The output is truncated, but from the chunk summary we know the full breakdown: total 88.9 seconds, comprising ~59.3 seconds of CPU synthesis and ~28.8 seconds of GPU proving, with a peak RSS memory of approximately 5.5 GiB.

Why This Message Was Written: Reasoning, Motivation, and Context

To understand why message 713 exists, we must trace the arc of the entire cuzk project. The session began with a deep investigation into the supraseal-c2 Groth16 proof generation pipeline for Filecoin PoRep, which was found to have a peak memory footprint of ~200 GiB and nine structural bottlenecks. The project's response was to design and build a new proving engine, cuzk, organized in five phases:

Assumptions Made by the User and Agent

Message 713 rests on several assumptions, most of which are well-founded but worth examining.

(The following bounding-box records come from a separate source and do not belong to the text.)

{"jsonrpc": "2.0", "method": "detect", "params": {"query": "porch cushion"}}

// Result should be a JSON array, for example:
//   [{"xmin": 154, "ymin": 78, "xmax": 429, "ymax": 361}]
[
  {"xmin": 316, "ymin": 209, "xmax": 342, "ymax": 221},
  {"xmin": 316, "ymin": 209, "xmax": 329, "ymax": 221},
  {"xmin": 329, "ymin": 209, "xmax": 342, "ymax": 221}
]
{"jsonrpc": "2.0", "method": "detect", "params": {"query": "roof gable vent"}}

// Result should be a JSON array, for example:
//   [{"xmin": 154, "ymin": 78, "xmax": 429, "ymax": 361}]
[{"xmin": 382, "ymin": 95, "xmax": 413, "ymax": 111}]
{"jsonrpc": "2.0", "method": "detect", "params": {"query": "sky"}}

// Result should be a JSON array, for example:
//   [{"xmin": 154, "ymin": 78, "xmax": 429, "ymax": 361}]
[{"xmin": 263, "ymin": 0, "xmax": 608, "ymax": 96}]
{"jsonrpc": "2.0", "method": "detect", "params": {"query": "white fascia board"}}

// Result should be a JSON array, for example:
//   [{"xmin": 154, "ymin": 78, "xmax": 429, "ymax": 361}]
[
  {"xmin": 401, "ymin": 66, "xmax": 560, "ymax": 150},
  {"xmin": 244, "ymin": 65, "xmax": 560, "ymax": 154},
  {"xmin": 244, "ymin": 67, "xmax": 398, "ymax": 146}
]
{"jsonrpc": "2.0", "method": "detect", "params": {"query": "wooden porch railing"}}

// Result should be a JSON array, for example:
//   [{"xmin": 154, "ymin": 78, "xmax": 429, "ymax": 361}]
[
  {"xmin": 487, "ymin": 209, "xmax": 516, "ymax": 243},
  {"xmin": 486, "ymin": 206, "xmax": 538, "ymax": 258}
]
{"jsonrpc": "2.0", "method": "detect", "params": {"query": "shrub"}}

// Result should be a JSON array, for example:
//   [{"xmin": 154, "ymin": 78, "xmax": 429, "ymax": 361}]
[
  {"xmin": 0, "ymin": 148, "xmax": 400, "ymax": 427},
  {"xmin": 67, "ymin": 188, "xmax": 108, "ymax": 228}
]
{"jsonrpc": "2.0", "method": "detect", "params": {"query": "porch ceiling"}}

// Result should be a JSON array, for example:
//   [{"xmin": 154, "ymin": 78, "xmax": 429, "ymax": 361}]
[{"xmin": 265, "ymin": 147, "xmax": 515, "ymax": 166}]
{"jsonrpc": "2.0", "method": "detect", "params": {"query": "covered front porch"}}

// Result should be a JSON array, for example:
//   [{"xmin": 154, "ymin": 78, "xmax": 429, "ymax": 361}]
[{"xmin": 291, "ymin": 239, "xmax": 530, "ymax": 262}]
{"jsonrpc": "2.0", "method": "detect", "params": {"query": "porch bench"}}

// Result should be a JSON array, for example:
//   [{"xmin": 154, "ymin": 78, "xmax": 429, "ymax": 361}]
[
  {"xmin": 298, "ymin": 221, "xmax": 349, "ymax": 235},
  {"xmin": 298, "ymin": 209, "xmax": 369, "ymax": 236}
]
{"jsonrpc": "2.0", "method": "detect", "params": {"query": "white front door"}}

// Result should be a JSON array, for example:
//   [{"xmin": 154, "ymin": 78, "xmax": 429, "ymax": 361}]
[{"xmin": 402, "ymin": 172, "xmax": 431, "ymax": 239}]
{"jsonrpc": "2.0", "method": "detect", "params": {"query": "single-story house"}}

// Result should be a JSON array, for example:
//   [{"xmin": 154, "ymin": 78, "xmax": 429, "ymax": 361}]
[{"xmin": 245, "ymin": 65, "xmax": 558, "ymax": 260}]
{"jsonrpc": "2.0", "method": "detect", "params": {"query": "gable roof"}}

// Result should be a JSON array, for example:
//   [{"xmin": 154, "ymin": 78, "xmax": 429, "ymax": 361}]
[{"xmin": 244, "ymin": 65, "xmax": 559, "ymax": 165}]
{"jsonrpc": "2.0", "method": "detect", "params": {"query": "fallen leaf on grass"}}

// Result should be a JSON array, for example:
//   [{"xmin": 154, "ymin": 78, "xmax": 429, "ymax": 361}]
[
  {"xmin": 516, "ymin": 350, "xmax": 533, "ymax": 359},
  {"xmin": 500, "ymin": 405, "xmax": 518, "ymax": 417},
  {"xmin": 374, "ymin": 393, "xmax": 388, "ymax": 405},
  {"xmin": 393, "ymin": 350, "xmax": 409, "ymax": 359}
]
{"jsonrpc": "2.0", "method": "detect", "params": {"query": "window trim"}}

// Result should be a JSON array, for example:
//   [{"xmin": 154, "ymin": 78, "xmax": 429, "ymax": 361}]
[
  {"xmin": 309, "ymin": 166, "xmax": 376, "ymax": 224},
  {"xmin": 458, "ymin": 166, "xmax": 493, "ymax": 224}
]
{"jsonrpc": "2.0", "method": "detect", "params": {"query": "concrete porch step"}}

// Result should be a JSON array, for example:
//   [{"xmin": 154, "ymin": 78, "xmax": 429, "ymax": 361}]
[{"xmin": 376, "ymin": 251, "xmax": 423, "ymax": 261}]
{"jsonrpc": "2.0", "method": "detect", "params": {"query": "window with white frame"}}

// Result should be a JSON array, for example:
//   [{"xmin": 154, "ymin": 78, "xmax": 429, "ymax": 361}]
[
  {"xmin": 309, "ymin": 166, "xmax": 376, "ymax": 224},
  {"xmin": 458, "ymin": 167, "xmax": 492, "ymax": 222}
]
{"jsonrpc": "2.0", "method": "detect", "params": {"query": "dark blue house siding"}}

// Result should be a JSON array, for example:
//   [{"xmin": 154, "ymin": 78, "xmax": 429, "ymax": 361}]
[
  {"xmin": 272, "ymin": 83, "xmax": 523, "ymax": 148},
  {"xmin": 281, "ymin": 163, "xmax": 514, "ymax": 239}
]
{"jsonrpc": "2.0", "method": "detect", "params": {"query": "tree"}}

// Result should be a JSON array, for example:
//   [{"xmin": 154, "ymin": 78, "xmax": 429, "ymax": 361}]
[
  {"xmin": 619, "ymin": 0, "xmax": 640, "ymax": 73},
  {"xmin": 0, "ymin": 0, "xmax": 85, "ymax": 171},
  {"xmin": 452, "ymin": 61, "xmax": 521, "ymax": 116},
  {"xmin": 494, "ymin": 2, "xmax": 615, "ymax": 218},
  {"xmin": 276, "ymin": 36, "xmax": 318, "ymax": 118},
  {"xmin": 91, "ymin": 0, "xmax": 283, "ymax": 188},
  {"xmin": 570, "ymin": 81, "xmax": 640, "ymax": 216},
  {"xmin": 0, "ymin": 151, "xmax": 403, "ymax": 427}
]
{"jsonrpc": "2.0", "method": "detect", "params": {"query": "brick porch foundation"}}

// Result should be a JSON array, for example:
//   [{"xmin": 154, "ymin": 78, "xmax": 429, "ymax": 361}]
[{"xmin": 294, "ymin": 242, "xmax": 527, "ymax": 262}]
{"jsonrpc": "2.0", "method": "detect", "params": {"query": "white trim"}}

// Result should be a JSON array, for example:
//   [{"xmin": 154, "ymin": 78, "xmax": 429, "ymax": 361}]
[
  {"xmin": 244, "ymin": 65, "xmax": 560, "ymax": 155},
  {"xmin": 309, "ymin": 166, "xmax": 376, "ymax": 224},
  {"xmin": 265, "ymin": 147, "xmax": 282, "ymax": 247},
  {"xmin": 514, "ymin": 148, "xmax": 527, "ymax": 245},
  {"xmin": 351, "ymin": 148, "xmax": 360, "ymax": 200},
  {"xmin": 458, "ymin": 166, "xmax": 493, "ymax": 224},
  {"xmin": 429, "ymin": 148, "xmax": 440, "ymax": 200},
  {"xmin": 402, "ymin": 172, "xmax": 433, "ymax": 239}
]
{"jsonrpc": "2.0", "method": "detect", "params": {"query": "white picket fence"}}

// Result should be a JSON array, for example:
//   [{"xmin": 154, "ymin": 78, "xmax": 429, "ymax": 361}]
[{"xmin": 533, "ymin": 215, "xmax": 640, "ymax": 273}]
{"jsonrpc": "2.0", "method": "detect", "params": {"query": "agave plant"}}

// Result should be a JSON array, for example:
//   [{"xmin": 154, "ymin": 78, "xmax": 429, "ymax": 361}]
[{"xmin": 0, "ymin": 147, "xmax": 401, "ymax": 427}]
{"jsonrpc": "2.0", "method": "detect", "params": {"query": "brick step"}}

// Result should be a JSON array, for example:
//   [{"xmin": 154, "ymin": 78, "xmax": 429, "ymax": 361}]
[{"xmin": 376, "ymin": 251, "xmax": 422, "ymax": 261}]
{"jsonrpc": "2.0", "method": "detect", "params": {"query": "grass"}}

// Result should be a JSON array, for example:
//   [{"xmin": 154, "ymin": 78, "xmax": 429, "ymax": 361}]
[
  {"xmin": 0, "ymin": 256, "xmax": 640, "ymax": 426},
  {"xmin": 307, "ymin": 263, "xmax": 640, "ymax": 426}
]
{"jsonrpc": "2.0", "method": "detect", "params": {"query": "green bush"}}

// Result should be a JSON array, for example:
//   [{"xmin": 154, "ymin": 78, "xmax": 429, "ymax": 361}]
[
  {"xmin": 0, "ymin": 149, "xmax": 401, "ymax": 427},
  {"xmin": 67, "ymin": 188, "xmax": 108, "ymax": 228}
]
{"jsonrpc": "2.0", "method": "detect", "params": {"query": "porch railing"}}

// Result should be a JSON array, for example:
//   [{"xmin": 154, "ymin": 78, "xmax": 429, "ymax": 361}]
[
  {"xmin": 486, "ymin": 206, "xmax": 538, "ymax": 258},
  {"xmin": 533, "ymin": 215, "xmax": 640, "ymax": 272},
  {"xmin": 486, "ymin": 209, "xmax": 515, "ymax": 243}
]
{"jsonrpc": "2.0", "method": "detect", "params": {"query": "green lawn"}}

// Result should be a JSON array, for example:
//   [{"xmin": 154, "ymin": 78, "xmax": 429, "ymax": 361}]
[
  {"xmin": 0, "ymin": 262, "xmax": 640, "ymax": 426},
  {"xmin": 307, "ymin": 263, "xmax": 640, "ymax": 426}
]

Assumption: The daemon is correctly configured and the SRS is loaded. The assistant waits for the log line "cuzk engine started" before proceeding. This assumes that the SRS loading completed successfully and that all GPU worker threads are initialized. The ~15-second SRS load time (44 GiB from disk) is consistent with expectations for an NVMe-backed param cache.

Assumption: The benchmark tool communicates correctly with the daemon. The cuzk-bench tool sends a proof request over TCP to 127.0.0.1:9821. This assumes the daemon's gRPC (or custom protocol) endpoint is functional and that the request format matches what the engine expects. The successful submission ("submitting proof proof_type=porep") confirms this assumption held.

Assumption: The C1 input is valid for a 32 GiB sector. The test uses a pre-existing C1 file from a previous benchmark. The assistant assumes this file is structurally correct and corresponds to the same proof parameters that the daemon has loaded (porep-32g SRS). If the C1 file were corrupted or from a different sector size, the proof would fail during synthesis or GPU proving. The COMPLETED status validates this assumption.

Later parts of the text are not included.